Author(s): Ilie-Cătălin Grigore,Marius Oanță / Language(s): English
Issue: 2/2024
The community of Cioplea developed itself on two main cultural coordinates: a religious one, of Catholic expression, and an ethnic one, Paulician, which was also derived, in the latter instance, from a religious substrate. However, in its continuous identity development, a new factor emerged: the Bulgarian cultural heritage. For the 19th-century Cioplea villager who recently moved to Wallachia, the Bulgarian space represented a lost paradise, a nostalgia that was amplified in the case of this countryless population and religionless ecclesia, such as the Paulician one. By testing this hypothesis, the present study tries to quantify the influence of all these factors, while also taking into account what we might consider a true identity complex: although a genuine historical instinct of self-preservation prevented them from being assimilated into the host populations, stimulating specific differences from others, the Paulician micro-communities became fragmented and isolated from one another by this practice.

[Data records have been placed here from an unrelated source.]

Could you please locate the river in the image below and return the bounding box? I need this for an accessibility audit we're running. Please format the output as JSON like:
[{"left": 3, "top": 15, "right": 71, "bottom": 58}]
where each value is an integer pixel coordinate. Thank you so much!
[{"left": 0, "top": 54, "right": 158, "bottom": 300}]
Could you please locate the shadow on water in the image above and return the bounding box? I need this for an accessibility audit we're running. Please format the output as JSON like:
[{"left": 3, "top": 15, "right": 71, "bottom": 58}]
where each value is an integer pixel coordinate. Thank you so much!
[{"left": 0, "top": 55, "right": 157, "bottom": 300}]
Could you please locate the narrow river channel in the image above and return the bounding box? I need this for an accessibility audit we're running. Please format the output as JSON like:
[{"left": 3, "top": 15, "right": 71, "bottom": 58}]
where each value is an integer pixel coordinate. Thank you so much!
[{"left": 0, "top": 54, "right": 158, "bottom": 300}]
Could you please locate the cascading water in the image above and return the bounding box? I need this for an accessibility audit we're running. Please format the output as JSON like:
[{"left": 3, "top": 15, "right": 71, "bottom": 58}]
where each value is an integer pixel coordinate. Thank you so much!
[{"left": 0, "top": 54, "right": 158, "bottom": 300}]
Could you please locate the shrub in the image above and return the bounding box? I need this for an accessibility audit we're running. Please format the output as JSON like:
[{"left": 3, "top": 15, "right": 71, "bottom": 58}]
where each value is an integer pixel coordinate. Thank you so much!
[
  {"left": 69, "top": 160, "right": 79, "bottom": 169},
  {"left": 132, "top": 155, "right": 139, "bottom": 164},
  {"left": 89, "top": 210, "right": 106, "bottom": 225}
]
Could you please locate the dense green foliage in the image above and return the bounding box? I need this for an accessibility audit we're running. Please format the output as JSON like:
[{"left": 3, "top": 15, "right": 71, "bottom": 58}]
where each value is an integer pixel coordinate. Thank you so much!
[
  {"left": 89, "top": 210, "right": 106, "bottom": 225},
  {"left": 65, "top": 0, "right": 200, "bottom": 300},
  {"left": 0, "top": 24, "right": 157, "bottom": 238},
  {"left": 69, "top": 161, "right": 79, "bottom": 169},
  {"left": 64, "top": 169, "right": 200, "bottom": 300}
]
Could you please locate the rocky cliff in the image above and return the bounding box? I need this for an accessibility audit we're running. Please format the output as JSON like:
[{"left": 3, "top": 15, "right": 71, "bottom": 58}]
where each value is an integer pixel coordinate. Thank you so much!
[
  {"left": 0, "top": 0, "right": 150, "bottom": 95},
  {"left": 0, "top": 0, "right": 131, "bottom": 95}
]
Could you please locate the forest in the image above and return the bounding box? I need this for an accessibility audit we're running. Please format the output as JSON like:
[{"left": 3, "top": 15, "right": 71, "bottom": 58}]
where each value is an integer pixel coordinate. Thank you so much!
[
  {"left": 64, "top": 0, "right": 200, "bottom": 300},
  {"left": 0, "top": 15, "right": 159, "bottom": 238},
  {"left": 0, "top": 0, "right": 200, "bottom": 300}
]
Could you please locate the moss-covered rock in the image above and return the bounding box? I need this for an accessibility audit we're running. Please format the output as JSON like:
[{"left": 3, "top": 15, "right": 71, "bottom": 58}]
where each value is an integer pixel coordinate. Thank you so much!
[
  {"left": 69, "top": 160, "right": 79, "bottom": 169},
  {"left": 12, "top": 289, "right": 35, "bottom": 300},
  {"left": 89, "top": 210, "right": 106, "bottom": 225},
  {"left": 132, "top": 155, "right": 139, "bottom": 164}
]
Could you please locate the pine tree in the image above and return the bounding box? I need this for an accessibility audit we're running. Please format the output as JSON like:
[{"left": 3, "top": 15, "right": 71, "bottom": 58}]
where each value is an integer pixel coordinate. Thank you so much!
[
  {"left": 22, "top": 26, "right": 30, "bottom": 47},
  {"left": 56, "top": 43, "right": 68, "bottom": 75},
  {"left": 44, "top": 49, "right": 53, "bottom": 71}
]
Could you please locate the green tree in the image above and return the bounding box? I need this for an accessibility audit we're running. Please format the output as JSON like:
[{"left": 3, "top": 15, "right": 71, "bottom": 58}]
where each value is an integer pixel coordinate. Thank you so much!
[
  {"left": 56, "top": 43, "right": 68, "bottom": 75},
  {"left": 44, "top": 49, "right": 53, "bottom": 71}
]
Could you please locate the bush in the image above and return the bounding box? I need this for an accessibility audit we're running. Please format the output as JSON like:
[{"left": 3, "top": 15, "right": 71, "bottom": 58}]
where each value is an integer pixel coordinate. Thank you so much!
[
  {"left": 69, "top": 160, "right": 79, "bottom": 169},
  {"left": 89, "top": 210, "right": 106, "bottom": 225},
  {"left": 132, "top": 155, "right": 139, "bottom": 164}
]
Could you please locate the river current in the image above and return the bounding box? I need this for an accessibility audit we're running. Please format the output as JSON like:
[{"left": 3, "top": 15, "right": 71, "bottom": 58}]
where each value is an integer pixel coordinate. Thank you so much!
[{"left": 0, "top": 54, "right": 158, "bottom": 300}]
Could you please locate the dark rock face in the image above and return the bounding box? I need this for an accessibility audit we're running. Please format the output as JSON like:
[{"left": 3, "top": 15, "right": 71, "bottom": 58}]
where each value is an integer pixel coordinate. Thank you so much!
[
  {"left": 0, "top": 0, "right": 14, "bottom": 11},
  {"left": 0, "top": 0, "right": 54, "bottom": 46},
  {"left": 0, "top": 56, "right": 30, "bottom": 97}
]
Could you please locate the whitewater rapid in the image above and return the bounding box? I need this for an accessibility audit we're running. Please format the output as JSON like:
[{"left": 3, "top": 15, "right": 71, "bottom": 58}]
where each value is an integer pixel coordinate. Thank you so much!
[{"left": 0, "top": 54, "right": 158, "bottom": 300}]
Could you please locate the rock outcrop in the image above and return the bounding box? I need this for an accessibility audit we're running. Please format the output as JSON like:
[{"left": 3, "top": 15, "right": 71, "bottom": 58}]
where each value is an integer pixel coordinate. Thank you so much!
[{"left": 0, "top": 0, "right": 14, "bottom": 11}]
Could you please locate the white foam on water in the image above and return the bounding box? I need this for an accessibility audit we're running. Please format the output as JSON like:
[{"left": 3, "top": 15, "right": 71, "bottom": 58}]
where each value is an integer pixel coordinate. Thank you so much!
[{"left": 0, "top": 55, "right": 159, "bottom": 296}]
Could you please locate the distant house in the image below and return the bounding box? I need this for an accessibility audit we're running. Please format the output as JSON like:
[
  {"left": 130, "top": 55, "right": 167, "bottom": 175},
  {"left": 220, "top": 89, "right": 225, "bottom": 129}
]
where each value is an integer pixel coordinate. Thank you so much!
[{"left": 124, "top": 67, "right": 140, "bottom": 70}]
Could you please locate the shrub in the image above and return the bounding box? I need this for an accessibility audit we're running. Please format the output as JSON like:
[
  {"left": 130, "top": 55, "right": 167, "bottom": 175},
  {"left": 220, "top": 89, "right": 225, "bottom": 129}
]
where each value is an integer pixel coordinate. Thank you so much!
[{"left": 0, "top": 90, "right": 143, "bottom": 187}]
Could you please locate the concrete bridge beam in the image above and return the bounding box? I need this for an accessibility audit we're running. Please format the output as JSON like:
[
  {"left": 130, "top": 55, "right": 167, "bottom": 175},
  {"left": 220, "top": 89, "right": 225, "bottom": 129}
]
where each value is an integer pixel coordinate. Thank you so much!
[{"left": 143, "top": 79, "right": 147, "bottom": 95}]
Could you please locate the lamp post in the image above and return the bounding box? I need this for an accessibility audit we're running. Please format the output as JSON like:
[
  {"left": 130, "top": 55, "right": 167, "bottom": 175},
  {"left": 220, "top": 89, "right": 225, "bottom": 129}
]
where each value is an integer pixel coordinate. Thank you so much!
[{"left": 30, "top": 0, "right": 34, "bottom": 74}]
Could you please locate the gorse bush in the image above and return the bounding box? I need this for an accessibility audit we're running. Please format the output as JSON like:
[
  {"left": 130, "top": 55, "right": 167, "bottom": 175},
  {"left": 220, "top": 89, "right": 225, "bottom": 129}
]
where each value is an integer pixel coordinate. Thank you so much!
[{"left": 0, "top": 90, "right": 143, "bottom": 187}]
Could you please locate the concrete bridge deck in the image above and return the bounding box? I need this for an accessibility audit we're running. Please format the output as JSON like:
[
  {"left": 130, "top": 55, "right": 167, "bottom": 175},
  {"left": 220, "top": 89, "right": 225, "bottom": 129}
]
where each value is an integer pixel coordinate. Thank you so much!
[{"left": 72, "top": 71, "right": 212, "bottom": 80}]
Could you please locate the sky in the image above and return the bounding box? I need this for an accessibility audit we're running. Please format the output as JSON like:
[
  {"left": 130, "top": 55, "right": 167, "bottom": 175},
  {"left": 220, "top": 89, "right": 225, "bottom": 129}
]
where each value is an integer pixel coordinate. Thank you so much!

In this sense, is no wonder that the villagers from Cioplea, although sharing common ancestors with the inhabitants of Popesti-Leordeni, have always claimed cultural differences from them in terms of dialect, customs, traditional clothing, etc. Even if recent studies have analysed the meaning of home for diaspora communities, is likely possible that those terms – diaspora and home – have a completely different meaning for Bulgarian Paulicians. Pointing out those moments in the historical timeline of people from Cioplea that led to the alteration and distancing of the cultural roots with which they came here could also indicate paradigms that they could follow to revive this community in accordance with the most intimate meaning of the word home.